De leur côté, les citoyens français ont également augmenté leurs signalements vis-à-vis des pratiques trompeuses sur la plateforme SignalConso. La nouvelle loi qui encadre les pratiques des influenceurs dans le pays a sonné la fin de l’âge d’or d’un système de placement de produits bien rodé, dont les failles financières et les vices auront mis quelques années à être révélés au grand jour.

Elle a largement participé à assainir le marché. «47% des influenceurs estiment que l’obligation de transparence sur l’intention commerciale a eu un effet sur leur activité, avec une explosion de l’usage de la mention ‘collaboration commerciale’ dans leur publication», ajoute la députée Louise Morel (MoDem). La plupart des grands annonceurs exigent désormais que les influenceurs avec qui ils collaborent aient passé le certificat de l’influence responsable de l’Autorité de régulation professionnelle de la publicité (ARPP).

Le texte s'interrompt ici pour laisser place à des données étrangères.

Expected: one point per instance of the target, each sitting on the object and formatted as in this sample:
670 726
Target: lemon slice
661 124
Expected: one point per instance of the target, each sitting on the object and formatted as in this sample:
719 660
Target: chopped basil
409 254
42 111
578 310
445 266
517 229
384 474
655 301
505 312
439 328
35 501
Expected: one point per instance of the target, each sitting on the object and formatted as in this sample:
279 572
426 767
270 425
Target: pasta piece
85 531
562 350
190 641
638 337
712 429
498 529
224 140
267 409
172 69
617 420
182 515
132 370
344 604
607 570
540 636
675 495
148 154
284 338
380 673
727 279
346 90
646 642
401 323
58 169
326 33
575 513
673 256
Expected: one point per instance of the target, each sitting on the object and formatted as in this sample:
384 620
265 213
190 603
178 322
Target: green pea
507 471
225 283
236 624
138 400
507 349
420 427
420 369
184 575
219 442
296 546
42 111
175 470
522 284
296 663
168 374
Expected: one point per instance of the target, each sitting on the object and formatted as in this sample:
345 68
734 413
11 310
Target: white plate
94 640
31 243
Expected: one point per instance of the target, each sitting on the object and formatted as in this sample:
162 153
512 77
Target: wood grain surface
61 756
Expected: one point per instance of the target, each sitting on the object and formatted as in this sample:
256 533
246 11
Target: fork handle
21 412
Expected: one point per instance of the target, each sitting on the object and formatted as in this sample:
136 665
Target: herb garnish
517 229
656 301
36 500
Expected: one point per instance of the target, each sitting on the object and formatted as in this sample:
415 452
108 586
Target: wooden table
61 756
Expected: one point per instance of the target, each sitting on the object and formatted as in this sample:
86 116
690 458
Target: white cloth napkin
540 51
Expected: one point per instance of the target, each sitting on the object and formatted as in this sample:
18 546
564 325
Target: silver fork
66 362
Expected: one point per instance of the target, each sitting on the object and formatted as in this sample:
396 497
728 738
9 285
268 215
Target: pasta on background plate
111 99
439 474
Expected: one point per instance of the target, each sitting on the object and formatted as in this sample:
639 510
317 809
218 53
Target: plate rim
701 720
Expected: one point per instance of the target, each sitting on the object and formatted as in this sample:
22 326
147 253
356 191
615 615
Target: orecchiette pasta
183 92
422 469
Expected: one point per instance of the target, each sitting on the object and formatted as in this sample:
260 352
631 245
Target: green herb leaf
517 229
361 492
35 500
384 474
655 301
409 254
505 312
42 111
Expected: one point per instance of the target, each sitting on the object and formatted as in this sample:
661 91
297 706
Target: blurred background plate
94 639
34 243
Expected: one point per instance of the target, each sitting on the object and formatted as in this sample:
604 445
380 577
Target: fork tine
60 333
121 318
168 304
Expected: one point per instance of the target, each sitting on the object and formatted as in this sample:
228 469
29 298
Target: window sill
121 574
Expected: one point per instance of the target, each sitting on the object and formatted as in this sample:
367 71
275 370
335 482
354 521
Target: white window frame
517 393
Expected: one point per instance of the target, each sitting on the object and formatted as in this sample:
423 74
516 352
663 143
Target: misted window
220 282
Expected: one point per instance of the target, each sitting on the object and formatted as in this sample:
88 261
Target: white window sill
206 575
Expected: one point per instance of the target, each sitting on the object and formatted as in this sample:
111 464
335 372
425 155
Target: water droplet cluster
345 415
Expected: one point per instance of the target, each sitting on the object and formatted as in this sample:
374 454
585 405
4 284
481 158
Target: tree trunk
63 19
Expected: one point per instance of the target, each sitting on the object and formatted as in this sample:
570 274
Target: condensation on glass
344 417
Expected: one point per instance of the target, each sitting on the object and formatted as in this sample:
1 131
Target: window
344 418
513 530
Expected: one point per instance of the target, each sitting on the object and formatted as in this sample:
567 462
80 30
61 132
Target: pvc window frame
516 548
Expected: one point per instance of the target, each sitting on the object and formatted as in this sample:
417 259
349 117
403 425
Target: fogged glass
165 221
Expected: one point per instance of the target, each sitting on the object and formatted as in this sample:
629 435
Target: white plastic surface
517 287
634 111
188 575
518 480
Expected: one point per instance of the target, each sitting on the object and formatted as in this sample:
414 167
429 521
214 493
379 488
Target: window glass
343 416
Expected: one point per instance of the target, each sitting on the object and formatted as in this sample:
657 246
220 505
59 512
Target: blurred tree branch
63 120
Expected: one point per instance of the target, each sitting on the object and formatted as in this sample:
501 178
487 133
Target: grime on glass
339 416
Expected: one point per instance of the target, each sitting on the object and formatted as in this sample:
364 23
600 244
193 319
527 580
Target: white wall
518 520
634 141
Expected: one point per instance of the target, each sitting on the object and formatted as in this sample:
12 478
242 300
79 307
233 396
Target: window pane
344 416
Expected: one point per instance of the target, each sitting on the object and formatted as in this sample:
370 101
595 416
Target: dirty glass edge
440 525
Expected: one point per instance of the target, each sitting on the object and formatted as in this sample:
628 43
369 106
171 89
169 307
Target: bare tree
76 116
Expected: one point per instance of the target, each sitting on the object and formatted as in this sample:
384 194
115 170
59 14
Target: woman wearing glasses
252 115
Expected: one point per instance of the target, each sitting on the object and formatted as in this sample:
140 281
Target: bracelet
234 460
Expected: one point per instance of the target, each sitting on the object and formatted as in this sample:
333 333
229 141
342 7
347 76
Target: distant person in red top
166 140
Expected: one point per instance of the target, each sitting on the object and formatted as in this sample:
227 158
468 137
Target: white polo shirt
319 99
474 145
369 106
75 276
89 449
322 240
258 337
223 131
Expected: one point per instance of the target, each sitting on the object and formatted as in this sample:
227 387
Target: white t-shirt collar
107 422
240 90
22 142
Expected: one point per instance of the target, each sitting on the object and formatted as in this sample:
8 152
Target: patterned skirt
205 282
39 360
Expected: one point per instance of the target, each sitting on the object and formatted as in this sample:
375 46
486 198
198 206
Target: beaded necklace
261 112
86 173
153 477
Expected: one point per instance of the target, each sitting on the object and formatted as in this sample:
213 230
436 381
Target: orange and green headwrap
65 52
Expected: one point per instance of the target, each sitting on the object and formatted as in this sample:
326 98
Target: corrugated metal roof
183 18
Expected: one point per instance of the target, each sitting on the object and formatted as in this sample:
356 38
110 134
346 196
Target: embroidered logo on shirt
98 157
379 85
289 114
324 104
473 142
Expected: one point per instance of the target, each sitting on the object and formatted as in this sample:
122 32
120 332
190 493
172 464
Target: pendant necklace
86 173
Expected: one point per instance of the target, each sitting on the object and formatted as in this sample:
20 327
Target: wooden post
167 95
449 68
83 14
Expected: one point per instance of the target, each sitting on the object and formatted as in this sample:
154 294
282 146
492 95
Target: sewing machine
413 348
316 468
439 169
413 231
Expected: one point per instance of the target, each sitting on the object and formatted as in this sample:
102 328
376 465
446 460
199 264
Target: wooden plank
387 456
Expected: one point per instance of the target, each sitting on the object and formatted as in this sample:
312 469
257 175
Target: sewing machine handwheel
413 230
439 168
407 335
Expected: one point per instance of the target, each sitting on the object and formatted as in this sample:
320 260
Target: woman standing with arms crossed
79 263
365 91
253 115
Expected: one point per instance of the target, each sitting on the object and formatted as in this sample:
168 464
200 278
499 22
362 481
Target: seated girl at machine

Malgré un premier bilan plutôt positif, la Commission relève quelques points d’amélioration, qui pourraient être clarifiés par ordonnance. Ces derniers mois par exemple, elle a observé une partie des pratiques trompeuses se déporter vers des messageries privées comme Telegram. «Nous réfléchissons à ce que les contenus qui sont présents sur des chaînes ouvertes puissent entrer sous la loi», explique Stéphane Vojetta.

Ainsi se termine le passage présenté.